A SiN antenna based on grating–waveguide–grating structure for unidirectional and uniform emission

Silicon-based optical phased arrays have received a lot of research due to their small size, high reliability, low cost, and so on. It has  broad prospects in the fields like free-space optical communication [1], [2], lidar [2], [3], [4], [5], and projection systems [6], [7]. For optical phased arrays, optical antennas with excellent performance can greatly improve the performance, such as large field of view, small divergence angle, high emission directionality, and low loss.

Among them, the emission directionality characterizes the proportion of the upward emission of the antenna. The far-field beam of an optical phased array is formed based on the interference of multiple light sources. According to a study reported in 2017, there will be blind points in the far-field of antennas with low upward emission directionality compared to antennas with high upward emission directionality [8]. The downward emission of the antenna is reflected upward by the substrate and interferes with the upward emission. There will be an interference reduction in certain directions. There is higher downward emission for a low upward directionality antenna. So that the interference reduction is more significant, causing blind spots. Therefore, antennas with high upward emission directionality have been researched [8], [9], [10], [11], [12]. In addition, a small spot is required for high resolution. This requires a large aperture to achieve a small divergence angle. Large-scale antennas can be realized by reducing the perturbation of the grating. But the emission field intensity decays exponentially along the antenna. In this case, the effective aperture of the antenna is smaller than the actual aperture. Therefore, uniform emission antennas are designed [8], [12], [13], [14], [15], [16], [17], [18].

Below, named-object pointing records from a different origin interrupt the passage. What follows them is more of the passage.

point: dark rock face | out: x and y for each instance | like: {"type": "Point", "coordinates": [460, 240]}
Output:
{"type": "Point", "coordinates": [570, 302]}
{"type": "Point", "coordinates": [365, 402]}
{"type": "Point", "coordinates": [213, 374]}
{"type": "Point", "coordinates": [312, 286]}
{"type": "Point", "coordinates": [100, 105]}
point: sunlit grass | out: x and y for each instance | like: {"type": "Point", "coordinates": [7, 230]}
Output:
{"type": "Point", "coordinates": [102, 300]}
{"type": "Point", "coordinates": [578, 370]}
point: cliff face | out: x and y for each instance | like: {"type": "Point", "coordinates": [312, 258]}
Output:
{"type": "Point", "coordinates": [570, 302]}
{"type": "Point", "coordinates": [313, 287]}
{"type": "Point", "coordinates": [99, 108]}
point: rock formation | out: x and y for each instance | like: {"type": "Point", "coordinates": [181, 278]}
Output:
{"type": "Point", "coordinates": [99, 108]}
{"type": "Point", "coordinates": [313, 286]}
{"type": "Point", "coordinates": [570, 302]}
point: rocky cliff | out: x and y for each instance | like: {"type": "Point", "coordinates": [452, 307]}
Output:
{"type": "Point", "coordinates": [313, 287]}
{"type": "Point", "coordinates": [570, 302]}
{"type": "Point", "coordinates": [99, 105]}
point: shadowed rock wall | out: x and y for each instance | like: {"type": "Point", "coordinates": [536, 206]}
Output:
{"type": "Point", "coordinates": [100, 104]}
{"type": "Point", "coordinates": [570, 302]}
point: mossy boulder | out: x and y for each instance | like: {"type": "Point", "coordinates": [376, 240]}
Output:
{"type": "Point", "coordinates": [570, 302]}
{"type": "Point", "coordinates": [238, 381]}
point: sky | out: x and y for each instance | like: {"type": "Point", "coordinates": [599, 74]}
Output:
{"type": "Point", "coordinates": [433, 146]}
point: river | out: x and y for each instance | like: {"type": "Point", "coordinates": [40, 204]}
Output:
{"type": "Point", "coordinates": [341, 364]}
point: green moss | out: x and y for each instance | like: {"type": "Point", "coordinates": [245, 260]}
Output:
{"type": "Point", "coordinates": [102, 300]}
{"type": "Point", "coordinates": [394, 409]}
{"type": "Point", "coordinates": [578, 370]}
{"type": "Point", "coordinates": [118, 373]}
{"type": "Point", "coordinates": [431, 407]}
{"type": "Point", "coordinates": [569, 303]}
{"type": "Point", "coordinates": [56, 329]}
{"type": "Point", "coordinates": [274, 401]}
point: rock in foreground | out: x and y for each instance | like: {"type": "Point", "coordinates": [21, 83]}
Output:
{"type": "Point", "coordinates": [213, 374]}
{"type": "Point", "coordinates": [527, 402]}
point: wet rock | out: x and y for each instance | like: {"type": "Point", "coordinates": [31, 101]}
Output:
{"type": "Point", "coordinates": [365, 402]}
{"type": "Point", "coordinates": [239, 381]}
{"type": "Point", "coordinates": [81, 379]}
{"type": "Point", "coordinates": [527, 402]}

However, to the best of our knowledge, there are only two studies that have both high directionality and uniform emission [8], [12]. The two antennas designed are shown in Fig. 1, both based on a dual-layer grating structure for high upward emission directionality and by etching the waveguide to fabricate the grating. As shown in Fig. 1(g), etching the waveguide has a strong effect on the mode in the waveguide. The antenna in Fig. 1(a) uses a small perturbation value to achieve a 3 mm long uniform emission antenna. The perturbation value is less than 50 nm in the length of 2/3 of the antenna. This is difficult for many foundries [19]. The antenna of Figs. 1(c) and 1(e) are limited by the process precision. The characteristic dimensions of these antennas exceed 150 nm, which limits their uniform emission lengths to about 800μm.

The antenna we designed is based on a three-layer SiN structure of grating–waveguide–grating. The grating layer interacts with evanescent waves outside the waveguide (Fig. 1(h)). Since 3D FDTD requires a lot of computing resources, the simulation of the millimeter-level antenna is difficult, so we designed a 500μm uniform emission antenna. Antennas with lengths of several millimeters can be designed by adjusting the grating structure and the gap between the grating and the waveguide. Multilayer silicon nitride-SOI platforms already exist [20]. And the characteristic dimension is larger than 300 nm. This will facilitate faster and more stable fabrication in foundries.

Two gratings are positioned above and below the waveguide and both generate upward and downward emissions. By adjusting the relative offset of the two gratings and optimizing their structure, the upward emission coherence is enhanced and the downward emission coherence is reduced, thereby achieving high upward emission directionality. Then, based on the directionality optimization result, a uniform emission antenna is proposed (Fig. 2). It is designed by adjusting the waveguide width Wwg and etched portion P. Its full length is 500μm, and it has a flat near-field and far-field with a side mode suppression ratio of less than 0.2 from 1540 nm to 1620 nm. The upward directionality exceeds 80% and reaches 92% at 1540 nm. The divergence angle is about 0.17° and the field of view is approximately 5.54°.